The long shadow of trust.

Lynne Griffin
Katrin Schumann, Tom Griffin, Lynne Griffin
Source: Lynne Griffin

Research shows that a daughter’s relationship with her father casts a long shadow on her academic performance, career success, relationships, and emotional well-being. As you might imagine, daughters whose fathers have been actively engaged throughout childhood have a powerful impact on them well into adulthood. But what if you’re faced with the possibility that everything a father has said and done has been veiled in mistruths? How does a young woman make her own life choices when she can no longer trust her own instincts, her own memories?

My dear friend, author Katrin Schumann, explores these and other questions about adult daughters and fathers in her new novel, The Forgotten Hours. In this #MeToo narrative about best friends and how they’re shaped by first experiences of love, in all its incarnations, Schumann grapples with these and other questions of identity, parenting, and love.

Lynne: A woman’s early relationship with her dad, who is her first male object of love, shapes her consciously and unconsciously, showing her what she can expect and what is acceptable in a romantic partner. How did you use your main character Katie’s relationships with boys and men in high school, college, and present-day to examine this?

Katrin: I wanted to explore how very badly a girl can be knocked off track when her idea of what it means to be a good man, a father, a husband, a lover is turned on its head. I tell the story in two timelines—the present day when Katie’s father is getting out of jail (for a crime she doesn’t think he committed), and the past, when she and her best friend Lulu are 15 and things go awry—to capture and contrast the before and after moments. Before, in youth, when you’re hopeful and naïve; when romantic love seems both pure and available to you. And then after, when you’ve started to question your perspective and perceptions when you become sidetracked by confusion and guilt.

At 15, Katie has an innocent flirtation with a boy called Jack and she never forgets that—for her, it represents all that is positive and healthy in a relationship, but she comes to discover that her desire for simplicity and clarity actually distorts reality.

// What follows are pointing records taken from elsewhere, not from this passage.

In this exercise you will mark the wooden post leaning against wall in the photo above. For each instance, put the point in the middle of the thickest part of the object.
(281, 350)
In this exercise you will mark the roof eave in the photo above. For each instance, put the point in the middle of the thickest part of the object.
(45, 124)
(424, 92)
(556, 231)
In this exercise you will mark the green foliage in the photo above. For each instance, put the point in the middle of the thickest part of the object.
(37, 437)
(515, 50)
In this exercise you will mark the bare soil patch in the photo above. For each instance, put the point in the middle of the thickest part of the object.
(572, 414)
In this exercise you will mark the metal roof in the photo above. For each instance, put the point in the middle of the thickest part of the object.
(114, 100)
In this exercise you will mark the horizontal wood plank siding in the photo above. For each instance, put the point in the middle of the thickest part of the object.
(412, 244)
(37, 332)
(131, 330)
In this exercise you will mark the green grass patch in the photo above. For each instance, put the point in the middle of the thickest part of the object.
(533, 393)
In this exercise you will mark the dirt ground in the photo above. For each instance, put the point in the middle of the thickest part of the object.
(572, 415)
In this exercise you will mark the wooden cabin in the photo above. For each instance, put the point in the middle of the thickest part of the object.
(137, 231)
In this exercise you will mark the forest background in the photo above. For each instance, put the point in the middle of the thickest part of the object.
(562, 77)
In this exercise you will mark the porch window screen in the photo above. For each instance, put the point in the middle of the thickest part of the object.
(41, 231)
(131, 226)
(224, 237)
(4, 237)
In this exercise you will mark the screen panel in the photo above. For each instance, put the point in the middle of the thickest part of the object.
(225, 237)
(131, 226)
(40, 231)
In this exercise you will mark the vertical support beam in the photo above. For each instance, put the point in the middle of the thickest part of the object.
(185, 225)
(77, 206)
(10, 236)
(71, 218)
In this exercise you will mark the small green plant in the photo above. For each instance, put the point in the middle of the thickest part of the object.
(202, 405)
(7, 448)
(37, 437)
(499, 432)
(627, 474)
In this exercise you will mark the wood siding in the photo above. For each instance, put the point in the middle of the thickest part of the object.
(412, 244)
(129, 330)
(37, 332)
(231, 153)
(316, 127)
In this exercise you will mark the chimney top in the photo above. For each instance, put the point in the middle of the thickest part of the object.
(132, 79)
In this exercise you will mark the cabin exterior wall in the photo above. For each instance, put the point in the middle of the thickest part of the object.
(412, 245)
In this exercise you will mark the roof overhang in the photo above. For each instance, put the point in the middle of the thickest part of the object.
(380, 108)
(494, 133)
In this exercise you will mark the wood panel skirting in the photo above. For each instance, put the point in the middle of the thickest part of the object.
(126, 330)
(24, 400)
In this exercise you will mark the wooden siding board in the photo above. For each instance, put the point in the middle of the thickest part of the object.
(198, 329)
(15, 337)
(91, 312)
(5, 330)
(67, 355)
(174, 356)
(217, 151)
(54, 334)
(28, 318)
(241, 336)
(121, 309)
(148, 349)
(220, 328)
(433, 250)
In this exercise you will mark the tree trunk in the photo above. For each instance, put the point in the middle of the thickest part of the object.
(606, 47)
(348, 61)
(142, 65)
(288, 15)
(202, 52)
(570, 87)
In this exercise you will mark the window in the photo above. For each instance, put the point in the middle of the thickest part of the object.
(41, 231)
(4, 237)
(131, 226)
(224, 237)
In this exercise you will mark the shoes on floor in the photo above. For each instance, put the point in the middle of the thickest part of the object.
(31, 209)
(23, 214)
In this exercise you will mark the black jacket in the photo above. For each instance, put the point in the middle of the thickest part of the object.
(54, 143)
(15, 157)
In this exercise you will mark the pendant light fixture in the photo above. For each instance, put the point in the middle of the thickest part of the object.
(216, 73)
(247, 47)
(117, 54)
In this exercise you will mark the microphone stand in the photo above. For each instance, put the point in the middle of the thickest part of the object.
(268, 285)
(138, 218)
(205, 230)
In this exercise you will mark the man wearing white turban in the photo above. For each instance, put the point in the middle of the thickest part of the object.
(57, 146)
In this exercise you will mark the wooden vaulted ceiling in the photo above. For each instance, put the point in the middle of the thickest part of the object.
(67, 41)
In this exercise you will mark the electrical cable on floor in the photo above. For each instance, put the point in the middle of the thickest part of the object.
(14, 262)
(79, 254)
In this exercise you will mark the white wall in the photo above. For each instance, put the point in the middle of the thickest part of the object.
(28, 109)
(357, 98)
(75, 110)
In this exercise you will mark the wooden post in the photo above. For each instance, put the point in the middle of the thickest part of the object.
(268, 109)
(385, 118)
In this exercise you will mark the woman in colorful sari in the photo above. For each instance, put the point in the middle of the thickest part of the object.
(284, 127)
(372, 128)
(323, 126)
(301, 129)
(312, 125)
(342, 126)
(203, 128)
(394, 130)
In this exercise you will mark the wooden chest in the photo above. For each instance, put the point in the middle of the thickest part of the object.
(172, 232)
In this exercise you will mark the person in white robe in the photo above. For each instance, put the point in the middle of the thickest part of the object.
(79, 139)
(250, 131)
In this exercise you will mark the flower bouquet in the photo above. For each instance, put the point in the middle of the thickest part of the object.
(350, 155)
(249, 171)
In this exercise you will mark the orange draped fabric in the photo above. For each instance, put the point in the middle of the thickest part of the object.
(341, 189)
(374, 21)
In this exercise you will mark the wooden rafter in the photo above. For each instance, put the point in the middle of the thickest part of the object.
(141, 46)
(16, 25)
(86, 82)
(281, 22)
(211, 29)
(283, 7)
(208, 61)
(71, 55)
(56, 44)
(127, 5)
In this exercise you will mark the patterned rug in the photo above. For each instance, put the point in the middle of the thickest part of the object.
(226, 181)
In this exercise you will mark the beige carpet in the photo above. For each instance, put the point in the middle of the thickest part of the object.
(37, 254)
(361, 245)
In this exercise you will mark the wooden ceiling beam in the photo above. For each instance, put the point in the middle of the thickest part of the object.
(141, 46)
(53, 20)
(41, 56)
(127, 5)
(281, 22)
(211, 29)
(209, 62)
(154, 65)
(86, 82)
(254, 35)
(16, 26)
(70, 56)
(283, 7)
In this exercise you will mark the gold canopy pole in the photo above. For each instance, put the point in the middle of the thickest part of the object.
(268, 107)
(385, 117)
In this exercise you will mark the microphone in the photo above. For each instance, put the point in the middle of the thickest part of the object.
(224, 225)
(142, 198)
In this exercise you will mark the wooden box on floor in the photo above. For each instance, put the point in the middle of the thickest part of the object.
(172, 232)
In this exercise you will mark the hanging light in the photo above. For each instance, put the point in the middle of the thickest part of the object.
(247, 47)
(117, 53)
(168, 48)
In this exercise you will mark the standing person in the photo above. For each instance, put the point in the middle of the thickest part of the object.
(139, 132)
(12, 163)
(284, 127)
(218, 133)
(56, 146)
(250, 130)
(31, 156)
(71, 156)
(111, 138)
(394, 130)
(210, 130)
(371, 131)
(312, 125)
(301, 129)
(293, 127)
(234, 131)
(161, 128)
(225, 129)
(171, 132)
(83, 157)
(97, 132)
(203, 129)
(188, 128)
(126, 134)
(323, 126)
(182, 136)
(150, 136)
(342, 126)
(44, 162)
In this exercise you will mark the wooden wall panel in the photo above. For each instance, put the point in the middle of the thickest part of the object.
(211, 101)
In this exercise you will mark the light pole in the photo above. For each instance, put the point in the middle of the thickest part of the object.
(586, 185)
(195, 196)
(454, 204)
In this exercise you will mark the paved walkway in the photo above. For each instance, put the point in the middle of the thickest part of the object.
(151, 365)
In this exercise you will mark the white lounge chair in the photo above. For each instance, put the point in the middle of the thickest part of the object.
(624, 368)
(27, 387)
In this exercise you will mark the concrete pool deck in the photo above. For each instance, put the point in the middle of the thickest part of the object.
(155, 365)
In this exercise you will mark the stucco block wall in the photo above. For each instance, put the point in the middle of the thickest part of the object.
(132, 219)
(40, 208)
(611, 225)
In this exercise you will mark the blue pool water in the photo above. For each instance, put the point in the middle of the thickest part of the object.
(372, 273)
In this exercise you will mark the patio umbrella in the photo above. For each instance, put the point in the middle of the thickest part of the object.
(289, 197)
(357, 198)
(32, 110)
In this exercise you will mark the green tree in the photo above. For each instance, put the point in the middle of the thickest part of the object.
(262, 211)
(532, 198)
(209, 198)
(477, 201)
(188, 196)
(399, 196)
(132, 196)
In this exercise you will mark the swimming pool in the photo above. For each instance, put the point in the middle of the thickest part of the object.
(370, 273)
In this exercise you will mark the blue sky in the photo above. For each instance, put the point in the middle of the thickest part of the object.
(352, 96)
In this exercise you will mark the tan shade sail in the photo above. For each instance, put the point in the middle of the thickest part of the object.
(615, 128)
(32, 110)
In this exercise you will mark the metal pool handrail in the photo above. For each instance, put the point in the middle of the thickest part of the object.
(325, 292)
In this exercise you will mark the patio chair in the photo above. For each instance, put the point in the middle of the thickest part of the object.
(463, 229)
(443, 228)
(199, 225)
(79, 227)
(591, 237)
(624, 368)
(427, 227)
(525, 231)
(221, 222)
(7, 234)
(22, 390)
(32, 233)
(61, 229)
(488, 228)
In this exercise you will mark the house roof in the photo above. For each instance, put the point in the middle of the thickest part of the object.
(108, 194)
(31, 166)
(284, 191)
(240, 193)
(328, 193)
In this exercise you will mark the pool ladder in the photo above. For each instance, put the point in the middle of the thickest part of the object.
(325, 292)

Even Jack isn’t really who she thinks he is. In college, after her father has been imprisoned, she’s experimenting: She’s been damaged, and she’s trying to figure out who she wants to be now, and who she can become. It’s a moment for her when she’s incapable of taking control, of choosing the right person. Then, as a young woman, she stumbles into a relationship with an older man, Zev, and as they get closer and more intimate and committed, she is scared of making herself vulnerable. Can she trust him, and herself? It’s hard to have a mature romantic relationship when the model you have in mind has been twisted out of shape.

lynne griffin
The Forgotten Hours
Source: lynne griffin

Lynne: Katie’s father is accused of a criminal sexual offense when she is a teenager. How does her family handle the feelings of shame and betrayal? What are the downsides to these choices that ripple well into Katie’s adulthood?

Katrin: Katie has grown up in a culture of silence. In her family, people pull themselves up by the bootstraps; they get on with life, moving forward without looking backward. This has the advantage of looking pretty good from the outside—Katie throws herself into school, her studies, and then work. She appears to be a “successful” young woman. But her own reality is very different: Not talking about the trauma she experienced doesn’t make it go away. It’s still there, unprocessed. So her relationships with everyone are compromised—she can’t be honest with her new boyfriend, though she yearns for the intimacy and trust he offers her. She’s estranged from her mother because she can’t understand her choices. She loves her brother but there is so much that has gone unsaid between them that they’re not close. Bessel van Der Kolk wrote an important book called The Body Keeps the Score in which he explains that trauma victims are often stuck in a narrative that they can’t adapt, so they can’t move on in a healthy way. This is what happens to Katie.

Lynne: In discussions and interviews about The Forgotten Hours, writers and reviewers comment that this is a novel about the complexities of consent in the #MeToo era. Yet it’s also a story about how children choose (or choose not to) understand their parents’ needs and desires, especially when it comes to relationships and sexuality. What do you hope readers come away with when it comes to Katie’s adult understanding of her father, her mother, and their relationship with each other?

Katrin: We probably all remember the moment when we realized for the first time that our parents are only human, that they don’t know the answer to everything, or that they are perhaps less honorable than we believed. But we never stop being our parent’s children, no matter how old we are; we yearn to love and trust them no matter what. When that relationship has been broken or undermined, it’s hard to move forward into adulthood ourselves.

In this story, I catch Katie at just that moment in her life when she’s on the cusp of being an adult, and the question is: What kind of person will she become? One who is open and trusting (and trustworthy), or one who retreats and pretends? In facing up to the reality of her parents and understanding for the first time their full complexity—as individuals, but also as partners in marriage and parenting—will Katie be released from the past and find a way to move forward in a healthy way?

For me this is a hopeful book, one that shines a light on some uncomfortable truths but also says, we are resilient, we continue to seek out fellowship and love in spite of it all, and ultimately we have the strength to overcome trauma and disappointment, and find agency again.

Lynne: You’re a mother and a partner. Has the journey of writing and publishing this novel led to any meaningful conversations within your family? In what ways do you encourage parents to have tough conversations with their children about the topics explored in the novel?

Katrin: I’m someone who openly shares my struggles, my hopes, and disappointments, so my husband and kids have been with me on that journey. And yes, I talked a lot with my family about the themes in this book. I didn’t find it hard to talk with my children about sex, as such—the mechanics—but it’s awfully hard to talk with people about the gray areas. What does consent mean and what does it look like, in reality, in the heat of the moment? Why do people rely on alcohol when they’re trying to make connections with other humans? What happens when you discover you’re wrong about someone? How can you protect yourself from someone who doesn’t have your best interests at heart? Is loyalty always a good trait?

There aren’t easy answers to a lot of these questions, but that doesn’t mean they’re not worth asking.